Container Environment Variables
| Variable | Value | Purpose |
|---|---|---|
VLLM_USE_FLASHINFER_MOE_MXFP4_MXFP8 | 1 | Enables FlashInfer MXFP4/MXFP8 MoE kernels |
TIKTOKEN_RS_CACHE_DIR | /root/.cache/tiktoken_rs | Points the Harmony tokenizer to the pre-downloaded vocab |
TIKTOKEN_ENCODINGS_BASE | /workspace/vllm/tiktoken_encodings | Must match the path inside the image build |
Launch
# 1. Drop page cache (Grace Blackwell unified memory — page cache shares GPU pool)
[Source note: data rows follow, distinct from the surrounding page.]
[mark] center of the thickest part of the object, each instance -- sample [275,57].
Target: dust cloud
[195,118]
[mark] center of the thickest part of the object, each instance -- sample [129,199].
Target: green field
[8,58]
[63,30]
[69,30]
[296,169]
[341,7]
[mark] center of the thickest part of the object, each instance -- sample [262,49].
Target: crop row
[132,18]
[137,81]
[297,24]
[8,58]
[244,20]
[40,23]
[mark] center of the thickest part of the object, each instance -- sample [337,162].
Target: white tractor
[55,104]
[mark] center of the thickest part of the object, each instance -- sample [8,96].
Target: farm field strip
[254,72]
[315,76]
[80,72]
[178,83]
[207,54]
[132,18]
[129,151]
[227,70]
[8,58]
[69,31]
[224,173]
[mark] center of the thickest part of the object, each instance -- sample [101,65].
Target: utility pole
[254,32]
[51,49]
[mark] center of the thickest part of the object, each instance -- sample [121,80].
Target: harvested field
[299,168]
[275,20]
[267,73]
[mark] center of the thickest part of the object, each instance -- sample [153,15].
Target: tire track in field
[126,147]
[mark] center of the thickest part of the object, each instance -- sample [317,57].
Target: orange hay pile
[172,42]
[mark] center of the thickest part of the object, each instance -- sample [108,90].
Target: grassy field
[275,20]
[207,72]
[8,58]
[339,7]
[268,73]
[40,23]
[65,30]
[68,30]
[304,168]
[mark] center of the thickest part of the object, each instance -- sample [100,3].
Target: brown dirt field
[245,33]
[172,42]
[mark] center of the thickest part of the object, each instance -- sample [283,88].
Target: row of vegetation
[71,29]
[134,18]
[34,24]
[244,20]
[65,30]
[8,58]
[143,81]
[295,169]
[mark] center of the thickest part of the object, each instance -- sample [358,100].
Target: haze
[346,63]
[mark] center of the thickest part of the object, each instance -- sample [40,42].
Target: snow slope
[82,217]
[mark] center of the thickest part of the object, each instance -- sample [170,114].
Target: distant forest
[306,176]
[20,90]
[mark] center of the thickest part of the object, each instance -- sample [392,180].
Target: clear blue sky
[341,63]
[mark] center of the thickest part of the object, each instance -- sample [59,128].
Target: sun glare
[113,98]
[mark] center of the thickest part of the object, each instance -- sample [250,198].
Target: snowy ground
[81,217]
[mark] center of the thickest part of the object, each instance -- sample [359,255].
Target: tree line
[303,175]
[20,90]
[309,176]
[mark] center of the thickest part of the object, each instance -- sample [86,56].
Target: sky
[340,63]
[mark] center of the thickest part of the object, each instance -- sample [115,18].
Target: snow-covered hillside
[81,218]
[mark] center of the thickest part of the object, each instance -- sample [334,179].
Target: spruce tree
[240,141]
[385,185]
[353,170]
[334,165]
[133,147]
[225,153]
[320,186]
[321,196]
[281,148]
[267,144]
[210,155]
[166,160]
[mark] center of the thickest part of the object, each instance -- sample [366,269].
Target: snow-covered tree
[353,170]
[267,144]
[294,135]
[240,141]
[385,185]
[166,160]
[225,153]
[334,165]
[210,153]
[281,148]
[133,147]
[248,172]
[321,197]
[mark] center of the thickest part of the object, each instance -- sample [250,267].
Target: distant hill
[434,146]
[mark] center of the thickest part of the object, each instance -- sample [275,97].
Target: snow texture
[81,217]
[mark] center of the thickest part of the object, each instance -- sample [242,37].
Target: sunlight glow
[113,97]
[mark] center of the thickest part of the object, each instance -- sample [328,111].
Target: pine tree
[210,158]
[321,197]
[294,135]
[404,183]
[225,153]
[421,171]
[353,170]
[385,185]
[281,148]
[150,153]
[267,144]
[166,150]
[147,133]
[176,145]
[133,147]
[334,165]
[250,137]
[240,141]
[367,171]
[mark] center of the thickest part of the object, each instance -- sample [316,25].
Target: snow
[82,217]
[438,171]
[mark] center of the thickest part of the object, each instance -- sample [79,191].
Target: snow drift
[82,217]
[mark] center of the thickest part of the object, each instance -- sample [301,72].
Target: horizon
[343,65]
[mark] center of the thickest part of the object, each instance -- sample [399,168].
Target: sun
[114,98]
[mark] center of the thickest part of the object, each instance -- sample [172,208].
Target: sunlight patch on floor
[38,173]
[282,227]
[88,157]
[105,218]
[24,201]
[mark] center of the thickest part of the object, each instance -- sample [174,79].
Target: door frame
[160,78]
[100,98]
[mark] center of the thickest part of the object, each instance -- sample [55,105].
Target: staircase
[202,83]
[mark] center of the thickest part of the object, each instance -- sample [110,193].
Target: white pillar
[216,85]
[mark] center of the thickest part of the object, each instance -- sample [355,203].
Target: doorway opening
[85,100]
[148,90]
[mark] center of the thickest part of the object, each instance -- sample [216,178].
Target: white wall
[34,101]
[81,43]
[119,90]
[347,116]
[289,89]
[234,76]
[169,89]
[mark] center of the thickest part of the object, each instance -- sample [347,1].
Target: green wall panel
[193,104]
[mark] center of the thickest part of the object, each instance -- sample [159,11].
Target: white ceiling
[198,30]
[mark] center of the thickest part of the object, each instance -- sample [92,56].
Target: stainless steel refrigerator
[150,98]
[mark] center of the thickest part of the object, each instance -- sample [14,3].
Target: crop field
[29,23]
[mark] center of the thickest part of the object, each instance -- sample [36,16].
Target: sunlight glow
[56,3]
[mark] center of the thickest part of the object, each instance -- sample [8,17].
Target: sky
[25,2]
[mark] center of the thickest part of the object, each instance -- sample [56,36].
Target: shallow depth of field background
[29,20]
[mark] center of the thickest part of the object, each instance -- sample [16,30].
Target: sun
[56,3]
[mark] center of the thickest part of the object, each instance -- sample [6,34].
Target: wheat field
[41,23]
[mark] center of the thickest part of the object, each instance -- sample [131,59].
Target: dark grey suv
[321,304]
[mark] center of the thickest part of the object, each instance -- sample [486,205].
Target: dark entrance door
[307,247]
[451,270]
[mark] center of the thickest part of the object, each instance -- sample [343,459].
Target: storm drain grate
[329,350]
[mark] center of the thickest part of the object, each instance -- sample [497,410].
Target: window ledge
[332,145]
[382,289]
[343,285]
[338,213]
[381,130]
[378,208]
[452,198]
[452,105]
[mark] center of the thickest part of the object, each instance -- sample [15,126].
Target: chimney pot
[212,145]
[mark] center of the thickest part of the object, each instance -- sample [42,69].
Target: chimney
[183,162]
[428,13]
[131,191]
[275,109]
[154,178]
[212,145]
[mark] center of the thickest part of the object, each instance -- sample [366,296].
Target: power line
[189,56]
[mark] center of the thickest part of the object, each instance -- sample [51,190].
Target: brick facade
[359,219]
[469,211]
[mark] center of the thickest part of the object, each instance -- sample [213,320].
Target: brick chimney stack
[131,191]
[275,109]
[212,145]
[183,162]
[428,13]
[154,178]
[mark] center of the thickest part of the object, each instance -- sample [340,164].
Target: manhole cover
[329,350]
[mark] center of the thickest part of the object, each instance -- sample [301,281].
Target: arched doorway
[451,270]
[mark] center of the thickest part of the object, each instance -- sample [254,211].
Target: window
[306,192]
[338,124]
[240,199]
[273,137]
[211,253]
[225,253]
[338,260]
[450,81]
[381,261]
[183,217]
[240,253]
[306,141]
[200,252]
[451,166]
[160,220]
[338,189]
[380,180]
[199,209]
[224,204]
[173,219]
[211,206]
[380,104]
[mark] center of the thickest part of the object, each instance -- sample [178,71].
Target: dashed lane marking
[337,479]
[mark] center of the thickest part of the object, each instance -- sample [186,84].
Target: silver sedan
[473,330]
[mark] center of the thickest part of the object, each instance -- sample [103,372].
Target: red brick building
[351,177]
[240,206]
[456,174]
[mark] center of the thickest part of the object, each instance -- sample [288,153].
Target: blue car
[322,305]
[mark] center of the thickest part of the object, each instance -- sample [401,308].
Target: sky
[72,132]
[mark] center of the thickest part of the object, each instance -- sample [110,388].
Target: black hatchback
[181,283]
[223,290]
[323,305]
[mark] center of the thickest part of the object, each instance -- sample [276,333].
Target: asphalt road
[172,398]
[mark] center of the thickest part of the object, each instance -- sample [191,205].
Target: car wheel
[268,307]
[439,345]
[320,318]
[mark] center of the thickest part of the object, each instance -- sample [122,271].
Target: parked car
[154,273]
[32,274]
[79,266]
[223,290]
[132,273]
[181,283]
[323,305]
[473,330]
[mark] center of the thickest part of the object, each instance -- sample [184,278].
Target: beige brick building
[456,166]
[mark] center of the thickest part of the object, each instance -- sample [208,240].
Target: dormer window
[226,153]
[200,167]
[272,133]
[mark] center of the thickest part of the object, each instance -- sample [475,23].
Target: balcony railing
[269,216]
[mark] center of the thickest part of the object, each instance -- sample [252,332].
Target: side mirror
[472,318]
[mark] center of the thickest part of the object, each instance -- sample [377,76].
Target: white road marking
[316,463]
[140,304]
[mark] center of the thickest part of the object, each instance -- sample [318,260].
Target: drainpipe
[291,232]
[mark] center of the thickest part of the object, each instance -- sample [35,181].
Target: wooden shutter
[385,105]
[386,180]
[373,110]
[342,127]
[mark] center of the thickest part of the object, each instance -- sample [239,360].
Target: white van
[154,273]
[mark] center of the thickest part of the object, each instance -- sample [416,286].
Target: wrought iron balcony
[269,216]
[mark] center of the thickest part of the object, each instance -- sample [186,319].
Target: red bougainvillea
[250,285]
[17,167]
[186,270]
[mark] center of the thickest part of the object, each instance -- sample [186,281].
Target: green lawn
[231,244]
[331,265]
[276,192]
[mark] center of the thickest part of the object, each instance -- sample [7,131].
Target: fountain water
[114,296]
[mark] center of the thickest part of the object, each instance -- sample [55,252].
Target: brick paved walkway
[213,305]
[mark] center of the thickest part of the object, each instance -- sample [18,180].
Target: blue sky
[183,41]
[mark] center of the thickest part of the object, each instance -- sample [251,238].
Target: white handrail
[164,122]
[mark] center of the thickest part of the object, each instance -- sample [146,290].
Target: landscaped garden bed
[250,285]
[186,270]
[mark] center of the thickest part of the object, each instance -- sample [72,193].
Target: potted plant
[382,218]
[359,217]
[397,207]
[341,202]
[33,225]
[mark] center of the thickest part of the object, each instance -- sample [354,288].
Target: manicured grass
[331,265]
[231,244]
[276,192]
ssh cluster@goldfinger 'sudo sh -c "sync; echo 3 > /proc/sys/vm/drop_caches"'
# 2. Launch with the solo recipe
ssh cluster@goldfinger 'cd ~/spark-vllm-docker && ./run-recipe.sh ~/custom-recipes/openai-gpt-oss-120b.yaml --solo -d'
Wait ~3 minutes for model loading. --solo means single-node mode (no Ray). -d runs detached.
Verify
curl http://192.168.3.203:8000/v1/models
# Should return: {"data":[{"id":"openai/gpt-oss-120b",...}]}
Layer 2 — LiteLLM and the Harmony Protocol
Post 5 covered LiteLLM setup — the config gotchas, the hosted_vllm/ prefix, host.docker.internal, drop_params. This section goes deeper on what the tool fix callback actually does: parsing the Harmony protocol.
LiteLLM Config (Brief)
File: ~/litellm/litellm-config.yaml
model_list:
- model_name: openai/gpt-oss-120b
litellm_params:
model: hosted_vllm/openai/gpt-oss-120b
api_base: http://host.docker.internal:8000/v1
api_key: dummy
litellm_settings:
drop_params: true
callbacks:
- litellm_tool_fix.litellm_tool_fix
general_settings:
master_key: sk-1234
store_model_in_db: true
store_prompts_in_spend_logs: true
See Post 5 for the full breakdown of why hosted_vllm/ and not openai/, why host.docker.internal and not localhost, and how drop_params saves you from hard errors.
Docker Compose
File: ~/litellm/docker-compose.yml
services:
litellm:
image: ghcr.io/berriai/litellm:main-latest
container_name: litellm
ports:
- 4000:4000
volumes:
- ./litellm-config.yaml:/app/config.yaml
- ./litellm_tool_fix.py:/app/litellm_tool_fix.py
command:
- --config
- /app/config.yaml
- --port
- '4000'
extra_hosts:
- host.docker.internal:host-gateway
environment:
- LITELLM_MASTER_KEY=sk-1234
- DATABASE_URL=postgresql://llmproxy:dbpassword9090@litellm-db:5432/litellm
restart: unless-stopped
depends_on:
- litellm-db
litellm-db:
image: postgres:16-alpine
container_name: litellm-db
environment:
- POSTGRES_USER=llmproxy
- POSTGRES_PASSWORD=dbpassword9090
- POSTGRES_DB=litellm
volumes:
- litellm-db-data:/var/lib/postgresql/data
restart: unless-stopped
volumes:
litellm-db-data: null
Two things to note: the extra_hosts line maps host.docker.internal to the Docker bridge gateway — this is how LiteLLM reaches vLLM on the host network. And ./litellm_tool_fix.py:/app/litellm_tool_fix.py mounts the callback script so LiteLLM can import it.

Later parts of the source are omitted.